Afghan police needs 2,300 additional trainers: US general
Tue Jul 22, 8:13 PM ET
The US teams in charge of training security forces in Afghanistan are short of some 2,300 trainers to set up a national police force, team commander Major General Robert Cone said.
“The Afghan police are several years behind the Afghan Army,” the commander of the Combined Security Transition Command-Afghanistan said in a video news conference from Afghanistan.
There is a “shortage in the police training mission … right now the number is about 2,300 police trainers that we are short,” said Cone, who heads an 8,000-strong team: 3,000 civilians and 5,000 military personnel, including 800 coalition members.
“We think it is a joint responsibility of all the (15) nations contributing” to the coalition forces, he said, adding that Britain, Canada, the Netherlands and Germany “are considering increasing their commitment” to the training force.
Earlier this year, the United States deployed some 1,200 marines to help train security forces in Afghanistan.
“They are temporarily filling our police training requirement,” Cone said. “If they’re not replaced (when their tour of duty ends) it will contribute to the shortfall.”
Currently, the Afghan national army consists of 63,000 soldiers, and is expected to expand to 80,000 by the end of the year. The Afghan police force has 79,000 officers, but most need training before they can operate fully and independently, Cone said.

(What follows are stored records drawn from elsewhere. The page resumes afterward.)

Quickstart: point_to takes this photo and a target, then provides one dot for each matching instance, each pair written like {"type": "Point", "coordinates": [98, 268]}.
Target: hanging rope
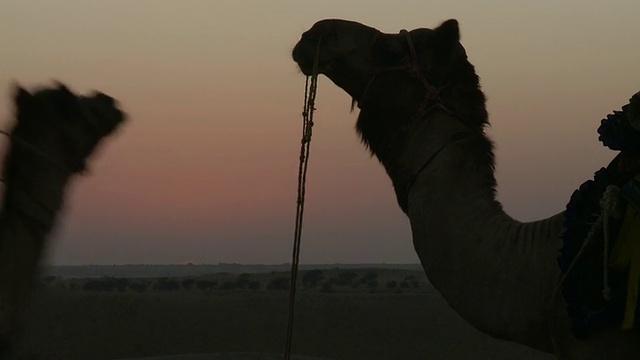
{"type": "Point", "coordinates": [311, 85]}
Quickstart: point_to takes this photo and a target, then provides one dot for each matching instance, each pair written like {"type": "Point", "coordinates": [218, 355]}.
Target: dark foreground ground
{"type": "Point", "coordinates": [363, 314]}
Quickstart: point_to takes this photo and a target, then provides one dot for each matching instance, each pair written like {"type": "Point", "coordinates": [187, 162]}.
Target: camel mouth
{"type": "Point", "coordinates": [304, 55]}
{"type": "Point", "coordinates": [103, 113]}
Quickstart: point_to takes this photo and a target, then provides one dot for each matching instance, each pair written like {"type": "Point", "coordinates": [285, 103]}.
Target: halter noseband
{"type": "Point", "coordinates": [413, 69]}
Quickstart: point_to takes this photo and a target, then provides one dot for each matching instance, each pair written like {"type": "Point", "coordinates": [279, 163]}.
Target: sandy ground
{"type": "Point", "coordinates": [75, 324]}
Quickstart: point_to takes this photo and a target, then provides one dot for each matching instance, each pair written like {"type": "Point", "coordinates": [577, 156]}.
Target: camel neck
{"type": "Point", "coordinates": [496, 272]}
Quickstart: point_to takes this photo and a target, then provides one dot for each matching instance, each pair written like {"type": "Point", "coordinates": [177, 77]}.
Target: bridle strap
{"type": "Point", "coordinates": [432, 95]}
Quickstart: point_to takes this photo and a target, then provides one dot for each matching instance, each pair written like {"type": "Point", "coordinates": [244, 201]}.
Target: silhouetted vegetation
{"type": "Point", "coordinates": [345, 278]}
{"type": "Point", "coordinates": [311, 278]}
{"type": "Point", "coordinates": [327, 287]}
{"type": "Point", "coordinates": [187, 284]}
{"type": "Point", "coordinates": [166, 284]}
{"type": "Point", "coordinates": [206, 284]}
{"type": "Point", "coordinates": [229, 285]}
{"type": "Point", "coordinates": [138, 286]}
{"type": "Point", "coordinates": [280, 283]}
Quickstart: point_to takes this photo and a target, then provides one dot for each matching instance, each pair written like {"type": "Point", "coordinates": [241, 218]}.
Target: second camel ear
{"type": "Point", "coordinates": [447, 37]}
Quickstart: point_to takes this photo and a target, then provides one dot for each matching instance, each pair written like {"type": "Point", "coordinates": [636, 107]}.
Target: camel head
{"type": "Point", "coordinates": [56, 124]}
{"type": "Point", "coordinates": [392, 77]}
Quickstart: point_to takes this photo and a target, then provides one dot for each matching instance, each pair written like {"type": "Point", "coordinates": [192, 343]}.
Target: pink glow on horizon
{"type": "Point", "coordinates": [206, 167]}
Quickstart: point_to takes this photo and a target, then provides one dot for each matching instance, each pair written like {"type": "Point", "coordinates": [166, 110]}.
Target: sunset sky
{"type": "Point", "coordinates": [205, 170]}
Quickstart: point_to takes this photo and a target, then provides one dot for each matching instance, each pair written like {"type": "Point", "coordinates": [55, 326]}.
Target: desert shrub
{"type": "Point", "coordinates": [369, 277]}
{"type": "Point", "coordinates": [327, 287]}
{"type": "Point", "coordinates": [187, 284]}
{"type": "Point", "coordinates": [98, 285]}
{"type": "Point", "coordinates": [165, 284]}
{"type": "Point", "coordinates": [311, 278]}
{"type": "Point", "coordinates": [120, 284]}
{"type": "Point", "coordinates": [138, 286]}
{"type": "Point", "coordinates": [243, 280]}
{"type": "Point", "coordinates": [206, 284]}
{"type": "Point", "coordinates": [345, 278]}
{"type": "Point", "coordinates": [228, 285]}
{"type": "Point", "coordinates": [281, 283]}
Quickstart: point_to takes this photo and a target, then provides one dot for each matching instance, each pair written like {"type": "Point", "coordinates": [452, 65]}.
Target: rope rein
{"type": "Point", "coordinates": [311, 85]}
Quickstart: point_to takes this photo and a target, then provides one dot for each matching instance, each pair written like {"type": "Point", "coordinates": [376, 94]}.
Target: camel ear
{"type": "Point", "coordinates": [21, 96]}
{"type": "Point", "coordinates": [447, 37]}
{"type": "Point", "coordinates": [62, 87]}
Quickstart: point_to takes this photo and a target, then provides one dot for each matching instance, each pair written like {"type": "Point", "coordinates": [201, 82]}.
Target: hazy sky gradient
{"type": "Point", "coordinates": [206, 168]}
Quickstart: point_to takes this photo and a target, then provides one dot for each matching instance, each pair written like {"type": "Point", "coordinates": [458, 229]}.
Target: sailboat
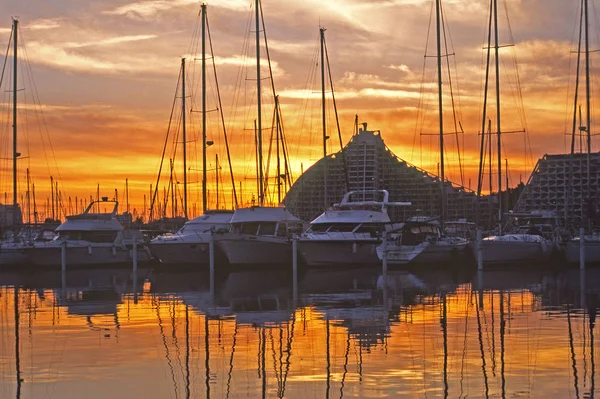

Beside the shortage of trainers, military commanders in Afghanistan have been complaining that they need an additional three brigades, or some 10,000 troops, to confront the rising Taliban insurrection in the country.
Overthrown by a US-led coalition in 2001, in the wake of the September 11 terrorist attacks on the United States, the Taliban have stepped up their resistance in past months against some 70,000 NATO- and US-led troops.